General Election 2017: The Economic Arguments Considered (Part I)

When we talk of a divide within society, we usually assume it’s between rich and poor. But can a geographical divide, as well as a rich and poor, exist in Britain?

From the rise of UKIP, to the victory of the SNP in 2015 and the ‘Yes’ vote in the EU referendum, we as a country have experienced a radical change in the political landscape. At the beginning of the century, we would never have contemplated such radical changes. Now we have the delights of potentially another radical change, due to the calling of another general election by Prime Minister Theresa May.

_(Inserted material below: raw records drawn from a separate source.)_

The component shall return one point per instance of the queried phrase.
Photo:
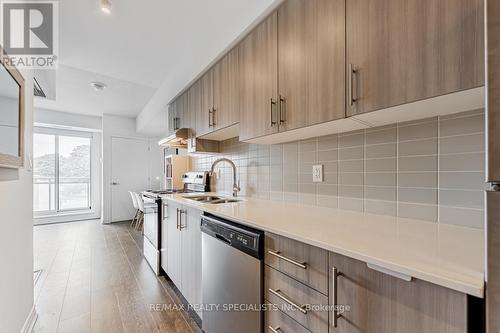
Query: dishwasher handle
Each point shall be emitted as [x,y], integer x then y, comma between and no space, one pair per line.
[223,239]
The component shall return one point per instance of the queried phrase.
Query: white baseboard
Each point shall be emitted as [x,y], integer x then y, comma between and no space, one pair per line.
[29,324]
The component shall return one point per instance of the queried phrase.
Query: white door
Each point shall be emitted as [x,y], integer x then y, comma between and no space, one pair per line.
[129,172]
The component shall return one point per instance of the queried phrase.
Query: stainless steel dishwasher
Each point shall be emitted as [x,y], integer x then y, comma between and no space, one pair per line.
[232,277]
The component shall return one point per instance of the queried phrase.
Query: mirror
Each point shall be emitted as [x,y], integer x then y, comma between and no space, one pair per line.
[11,117]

With such radical changes happening over the past few years, the people of the UK, and it may appear the rest of the Western World, feel marginalised and tired of the status quo. For this election, an appeal to the ‘ordinary working man’ will be the sole focus of the competing political parties. However, a feeling of marginalisation and the apparent differences between the North and South of England, has potentially become the unofficial campaign slogans.
   
The difference between the North and South of England has become a key aspect in past elections. The difference in terms of living standards, income distribution, allocation of state funds, and public services has created a divide or ‘two countries’. Although, of course, Brexit will loom like a large shadow over the election, the causes of the dissatisfaction of many throughout the UK will still be present. Therefore, the political parties will have to take this into consideration on the campaign trail.
When comparing the funding for the North and South, it’s clear that this effects not only the feelings, but also the per capita income of the people living in the regions. According to the Office of National Statistics (ONS), London was the highest preforming region with an on average £42,666 being contributed per person. By contrast the North of England and the West Midlands contributed under £21,000 on average per person.  It is clear from these statistics that the underfunding of the North and Midlands has created an ‘income gap’ between the North and South. To further illustrate my point the South-East England contributed just over £27,000 on average per person. 

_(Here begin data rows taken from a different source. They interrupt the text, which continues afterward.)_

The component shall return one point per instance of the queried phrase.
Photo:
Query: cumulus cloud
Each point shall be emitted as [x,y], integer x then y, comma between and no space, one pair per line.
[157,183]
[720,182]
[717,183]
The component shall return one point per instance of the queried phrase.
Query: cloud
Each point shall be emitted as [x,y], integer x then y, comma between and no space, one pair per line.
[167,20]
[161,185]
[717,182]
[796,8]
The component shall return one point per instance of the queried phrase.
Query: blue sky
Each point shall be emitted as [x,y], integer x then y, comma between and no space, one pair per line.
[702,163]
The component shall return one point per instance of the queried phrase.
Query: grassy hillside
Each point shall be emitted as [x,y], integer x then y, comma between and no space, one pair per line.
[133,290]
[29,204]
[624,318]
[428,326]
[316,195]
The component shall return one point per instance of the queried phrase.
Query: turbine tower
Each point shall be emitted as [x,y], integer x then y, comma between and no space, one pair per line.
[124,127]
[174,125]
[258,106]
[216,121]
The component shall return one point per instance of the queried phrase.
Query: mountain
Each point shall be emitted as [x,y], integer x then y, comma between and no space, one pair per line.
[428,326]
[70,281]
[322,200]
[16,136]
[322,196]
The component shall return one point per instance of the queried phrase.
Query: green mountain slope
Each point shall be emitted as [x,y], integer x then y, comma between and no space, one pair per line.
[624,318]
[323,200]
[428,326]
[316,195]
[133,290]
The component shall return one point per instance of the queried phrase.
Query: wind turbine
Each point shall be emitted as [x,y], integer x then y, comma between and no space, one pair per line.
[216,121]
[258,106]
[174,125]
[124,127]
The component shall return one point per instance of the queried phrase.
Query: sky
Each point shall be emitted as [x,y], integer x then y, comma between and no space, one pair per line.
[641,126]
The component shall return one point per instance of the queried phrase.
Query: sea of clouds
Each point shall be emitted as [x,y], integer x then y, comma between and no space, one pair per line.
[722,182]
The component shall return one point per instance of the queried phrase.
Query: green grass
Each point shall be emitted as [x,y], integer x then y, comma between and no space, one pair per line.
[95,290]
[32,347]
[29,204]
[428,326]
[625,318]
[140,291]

The disparity between the funding of the North and South has been developed under the previous Conservative government’s flagship policy ‘The Northern Powerhouse’. Although this policy seeks to address the divide, it has fallen short of producing real change for the vast populations of Northern England. According to the Northern Powerhouse website, £3.4 billion has been allocated to North growth deals, £70 million for school strategy and £13 billion on transport. But has this figure done enough to satisfy the Northern electorate?

It is difficult to determine whether this has. However according to former Treasury Minister Lord O’Neill (ex-Goldman Sachs banker and recruited by the former Chancellor George Osbourne to help with the project), May’s government has not “embraced” the project; rather Mrs May’s stance towards the project has been “disappointing”, stating “they seem to be tolerating, rather than embracing it”.

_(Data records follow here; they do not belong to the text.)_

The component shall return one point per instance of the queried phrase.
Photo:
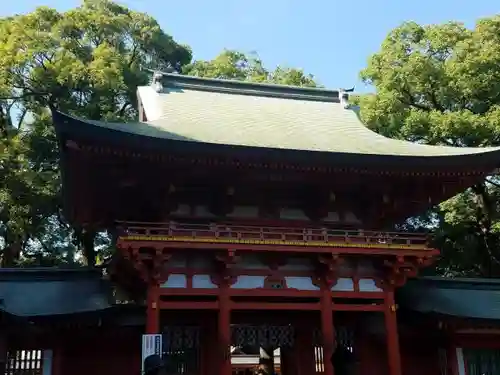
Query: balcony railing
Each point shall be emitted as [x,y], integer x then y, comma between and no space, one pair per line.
[268,235]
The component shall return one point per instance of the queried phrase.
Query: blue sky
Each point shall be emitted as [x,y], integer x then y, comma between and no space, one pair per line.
[331,39]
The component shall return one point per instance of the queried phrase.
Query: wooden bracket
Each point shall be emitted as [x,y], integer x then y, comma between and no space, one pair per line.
[149,263]
[398,270]
[327,271]
[223,262]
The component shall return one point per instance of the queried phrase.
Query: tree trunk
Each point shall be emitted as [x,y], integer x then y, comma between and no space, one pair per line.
[485,216]
[89,254]
[11,253]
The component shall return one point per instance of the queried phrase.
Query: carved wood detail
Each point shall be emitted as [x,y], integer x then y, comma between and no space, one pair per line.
[149,263]
[399,269]
[223,261]
[327,270]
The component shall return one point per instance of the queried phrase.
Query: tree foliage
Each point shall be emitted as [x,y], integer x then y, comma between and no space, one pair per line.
[440,84]
[87,62]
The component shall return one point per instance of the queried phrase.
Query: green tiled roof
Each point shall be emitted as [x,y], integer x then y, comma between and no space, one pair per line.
[31,292]
[267,116]
[466,298]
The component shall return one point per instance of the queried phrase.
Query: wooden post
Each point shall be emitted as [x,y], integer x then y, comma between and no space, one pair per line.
[304,348]
[224,331]
[327,330]
[153,309]
[391,325]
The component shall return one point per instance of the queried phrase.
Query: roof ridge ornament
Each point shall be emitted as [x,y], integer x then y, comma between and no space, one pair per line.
[344,97]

Although this may appear to be the case, the current government has pledged £556 million of new funding into the project. New funding, although welcome by politicians of the North, doesn’t necessarily mean it will be distributed fairly. According to the Guardian, Greater Manchester will receive £130.2 million whilst Liverpool and the surrounding areas will only be receiving £72 million in new investment. It concludes “Greater Manchester, which has a population of 2.6 million people, will benefit from nearly twice as much funding as Liverpool, which will receive £67.5m for its population of 3 million people”. Funding for the North of England, although a good thing, can still put the Conservatives at an electoral disadvantage if it is done unevenly. Not only will a deprived or underfunded region of England still be funded less, in comparison to the South, but unequal distribution of fund can lead to still lead to the electorate feeling marginalized, within a region that already is.


If May’s government does not appeal to these voters she could potentially find it difficult to take seats from Labour in the North, or prevent those seats from switching to the Liberal Democrats or turning Green. It is further clear (and this will be the subject of my next article) that Labour too must present policies in the general election that will present a clear and coherent industrial strategy to the Northern electorate, which not only encapsulates the growing desire for change but also for secure economic futures.